FORT MYERS, FL. Back in December 2025, state inspectors arrived at Sugoi Exotic Place on Fort Myers, a minor outlet with limited food service, and found the establishment had been operating without a valid food permit, a basic legal requirement for any business selling food to the public in Florida.
The inspection, conducted December 22 under the Florida Department of Agriculture and Consumer Services, turned up three violations. None were corrected before the inspector left.
What Inspectors Found
The permit violation was explicit. The inspector's notes state: "The food establishment is operating without a valid food permit." According to the report, an application had been submitted, but the establishment was directed to remit payment of the appropriate fee within 10 days and contact the state's Business Center for further assistance.
The second finding involved the ware wash area. The inspector noted that chemical test strips were unavailable for checking the concentration of the sanitizer solution used at the three-compartment sink. Without those strips, there is no way to confirm that dishes, utensils, or food-contact surfaces are being sanitized to a level that actually kills pathogens.
The third violation was a repeat. Inspectors found, again, that the establishment had no written procedures for employees to follow in the event of a vomiting or diarrheal incident. The inspector's notes read: "The establishment does not have a policy in place for proper response to vomit or diarrheal events." The report indicates guidance was provided to the facility, but the violation had not been corrected before the inspector left.
What These Violations Mean
Operating without a valid food permit is not a paperwork technicality. Florida's food permit system exists so that state regulators know which establishments are selling food to the public and can conduct routine inspections. A business that has not completed the permitting process, including paying the required fee, has not been formally cleared to operate. Shoppers who visited Sugoi Exotic Place in December had no guarantee the establishment had met the baseline threshold the state sets before allowing food sales.
The missing sanitizer test strips matter in a specific, practical way. The three-compartment sink is where food-contact items get washed, rinsed, and sanitized. Sanitizer solutions lose potency over time and with repeated use. Without test strips, employees have no reliable way to know whether the solution in the sink is strong enough to actually sanitize anything, or whether they are running utensils through water that is effectively doing nothing.
The repeat violation involving vomiting and diarrheal events is the kind of finding that sounds bureaucratic but carries real consequences. Norovirus, one of the most common causes of foodborne illness outbreaks in retail and food service settings, spreads aggressively through surfaces contaminated during these events. Florida regulations require written cleanup procedures because improper handling of such incidents, including using the wrong cleaning products, failing to isolate the area, or not notifying a manager, can spread illness to employees and customers. This was not the first time inspectors flagged this gap at Sugoi Exotic Place.
The Longer Record
The inspection data on file for Sugoi Exotic Place is limited.
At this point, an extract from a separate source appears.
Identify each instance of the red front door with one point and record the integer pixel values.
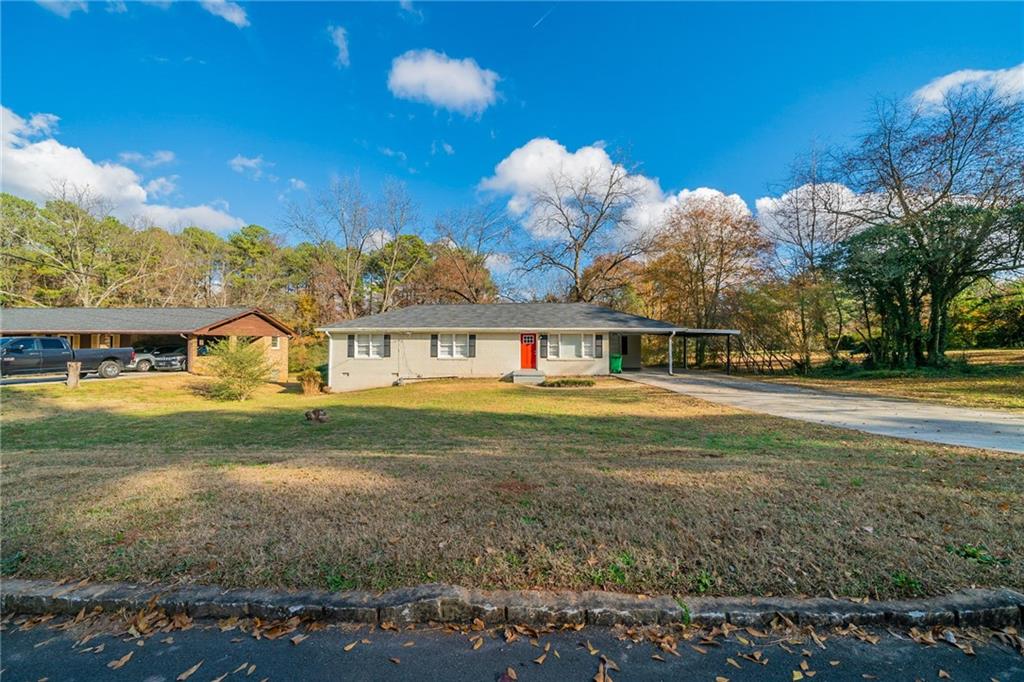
(527, 351)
The December 22 visit was categorized specifically as an "Operating Without a Valid Food Permit" inspection, meaning inspectors were not there for a routine cycle check but because the facility had triggered a compliance flag related to its permit status.
The repeat designation on the vomiting and diarrheal procedures violation is the detail that carries the most weight in that limited record. A repeat violation means inspectors identified the same deficiency on at least one prior visit, provided notice, and returned to find it still unaddressed. For a facility with limited food service, where the volume of food handling may be smaller than a full restaurant, the persistence of a procedural gap like this is notable. The fix requires no equipment, no capital investment, and no construction. It requires a written document.
None of the three violations documented in December were corrected on site. The permit issue was the subject of a 10-day compliance directive. The sanitizer test strips and the vomiting response procedures remained unresolved at the close of the inspection.
What Remained Unresolved
As of the December 22 inspection, Sugoi Exotic Place had no confirmed-valid food permit, no chemical test strips at its ware wash sink, and no written employee procedures for handling a vomiting or diarrheal event, a gap inspectors had flagged before and found again.